Advance Preparation or Active Learning: What Makes the Difference in a Flipped Classroom of International Students?
Grant recipient: Joan Sharp, Biological Sciences
Project team: Michael Silvergieter and Sharla Stolhandske, Fraser International College, Alia Arslanova and Ana Vargas, research assistants
Timeframe: April 2017 to October 2018
Course addressed: BISC 100 - Introduction to Biology
Description: A typical ‘flipped classroom’ involves two simultaneous changes in course delivery: advance preparation by students and an increase in active learning activities in the classroom. With this grant, my co-participants and I plan to investigate the separate effects of advance preparation and active learning that are typically combined in a ‘flipped classroom’. Sharla Stolhandske and Mike Silvergieter have taught separate sections of Introduction to Biology BISC 100 for Fraser International College for many years. Mike teaches in a fully flipped classroom with active learning and required videos for advance preparation, while Sharla teaches primarily by lectures. Both are prepared to modify student preparation and classroom activities over a number of semesters and to test the separate and combined effects of advance preparation and active learning with the use of concept inventories and identical exam questions. We will also carry out focus groups and, based on focus group discussions, structure a survey to assess students’ perception of their engagement in the course, their interest in the subject matter, their motivation to engage with course content with the three delivery methods.
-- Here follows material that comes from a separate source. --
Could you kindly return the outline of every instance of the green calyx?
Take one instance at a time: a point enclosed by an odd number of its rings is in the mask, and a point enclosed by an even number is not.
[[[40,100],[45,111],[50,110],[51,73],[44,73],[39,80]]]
- How does the in-class time spent on active learning compare between Michael and Sharla’s classes?
- Do student scores on a concept inventory increase with advance preparation or with both advance preparation and increased active learning?
- Does student performance on higher order exam questions increase with advance preparation or with both advance preparation and increased active learning?
- How do student perceptions of their learning, enjoyment, and motivation change in classrooms with lecture delivery and assigned readings, with lecture delivery combined with advance preparation in the form of required videos, or with both advance preparation and increased active learning?
- What is the relationship between English-language fluency and views of classroom experience in classrooms with advance preparation or with both advance preparation and increased active learning?
Dissemination: These findings could be presented at TLC events, at TLC sponsored conferences at SFU, and in departmental seminars. We would also like to present a seminar on our findings at Fraser International College.